Once he had a decent stack, he just started playing normal, solid poker.  I noticed his stack fluctuating between about $225 and $350 for several hours.  His short stackedness earlier was seemingly forgotten, and by now, I was one of the few players left at the table that knew he had pulled off that miracle comeback.
And then…..with his stack down a bit under $300, he called an all-in to a new player who had just come to the table on a board of 9-8-8.  The turn was a 9 and I think that’s when the both got it all in.  I don’t know what the former short-stacker had, he mucked when he saw that the other guy had 9-8.  So he flopped a boat and turned a bigger boat.  He took everyone of the guy’s chips, and he left without saying a word.  All that hard work—and luck too, of course—to build up a stack from $21 to over $300….and now he had nothing to show for it.  I felt bad for him, but he got a lot of play out of that $21.  I had no idea how much he initially bought in for.  Poker is a cruel game.
I did win two or three small pots playing the mighty deuce-four.  One time I bet with bottom pair and took it down, another time I bluffed with nothing on the turn (nobody had bet the flop) and took it down, and then one time I hit my straight on the turn, and no one called my bet (there, I would have liked a call).
But the most interesting hand involving the deuce-four didn’t involve me.  At one point, the guy next to me folded his hand preflop and somehow his cards were turned face up by accident.  Everyone saw that he folded deuce-four (offsuit).  I refrained from explaining to him that he had just folded the most powerful hand in poker.  I’m not giving free lessons to my opponents.
Anyway, there were other people in the hand that saw the flop come out A-5-3.  The dealer of course was only too happy to point the flop out to the guy, and that if he had played the most powerful hand in poker, he’d have flopped a wheel.
My last hand of the day was pocket Jacks, under the gun.  My raise was met with two callers, including the guy who had just had the double up with the 9-8.  The flop was pretty horrific for my two black jacks.  King high, all hearts.  This time I checked, the next guy checked and 9-8 guy put out a pot sized bet.  Tell me if this is too timid, but I folded.  The other guy called.  I started gathering my things (this was going to be my last hand no matter what) but I did stay to see the hand play out.  There was a 9 on the turn and some more betting, but I don’t think they got it all in until the river, which was a second King.  The other guy showed pocket 9’s for a boat.  The 9-8 guy had King Queen for trip Kings. 

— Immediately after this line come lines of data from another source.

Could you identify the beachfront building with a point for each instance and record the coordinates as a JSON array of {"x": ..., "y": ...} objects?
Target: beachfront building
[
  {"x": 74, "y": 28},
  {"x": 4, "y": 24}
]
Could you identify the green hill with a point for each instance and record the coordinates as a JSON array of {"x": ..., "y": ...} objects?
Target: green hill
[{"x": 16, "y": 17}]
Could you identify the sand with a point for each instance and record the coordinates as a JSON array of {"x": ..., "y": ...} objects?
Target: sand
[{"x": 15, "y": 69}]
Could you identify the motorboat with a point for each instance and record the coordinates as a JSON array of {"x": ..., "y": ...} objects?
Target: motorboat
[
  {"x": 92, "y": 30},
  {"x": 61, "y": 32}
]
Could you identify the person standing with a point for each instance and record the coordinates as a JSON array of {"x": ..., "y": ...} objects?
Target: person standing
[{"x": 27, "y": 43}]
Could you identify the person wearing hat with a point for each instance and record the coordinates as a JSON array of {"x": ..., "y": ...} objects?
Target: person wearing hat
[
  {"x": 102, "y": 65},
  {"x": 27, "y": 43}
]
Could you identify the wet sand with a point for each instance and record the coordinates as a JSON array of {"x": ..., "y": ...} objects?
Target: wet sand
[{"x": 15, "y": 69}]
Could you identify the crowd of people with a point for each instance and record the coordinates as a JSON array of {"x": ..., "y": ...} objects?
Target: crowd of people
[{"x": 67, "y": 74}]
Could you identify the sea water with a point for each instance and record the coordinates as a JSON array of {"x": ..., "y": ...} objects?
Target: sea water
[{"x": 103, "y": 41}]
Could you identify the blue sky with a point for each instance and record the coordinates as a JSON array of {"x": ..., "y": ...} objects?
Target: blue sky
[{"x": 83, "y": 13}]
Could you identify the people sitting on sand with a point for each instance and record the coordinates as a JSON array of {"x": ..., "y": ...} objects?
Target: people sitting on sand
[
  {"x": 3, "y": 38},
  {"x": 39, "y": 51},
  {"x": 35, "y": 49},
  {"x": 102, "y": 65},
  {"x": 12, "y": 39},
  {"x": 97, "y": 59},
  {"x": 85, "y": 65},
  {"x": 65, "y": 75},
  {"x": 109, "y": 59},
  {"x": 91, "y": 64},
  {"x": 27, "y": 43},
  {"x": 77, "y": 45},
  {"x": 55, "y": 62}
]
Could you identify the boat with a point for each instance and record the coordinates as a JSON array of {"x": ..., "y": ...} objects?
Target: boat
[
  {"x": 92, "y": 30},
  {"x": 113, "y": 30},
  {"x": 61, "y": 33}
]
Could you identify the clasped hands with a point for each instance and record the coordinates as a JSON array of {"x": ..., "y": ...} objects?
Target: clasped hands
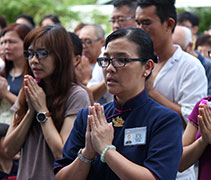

Which means the guy who won the pot and doubled up called the flop bet with a worse hand than I had and yet he somehow won the pot.  I try not to be results-oriented in my thinking, so I think he made a bad call and got extremely lucky.  The guy who lost even commented on the call on the flop, and the other guy said nothing as he stacked his chips.   Of course, my calling the flop wouldn’t have caused me to win it….I was behind one player at the time and behind both players at the end.  But I wonder if I played that hand too tight?
And I wonder if by now if I should be good enough to win at a table under the conditions I faced there, even without getting much in the way of cards.  What do you think?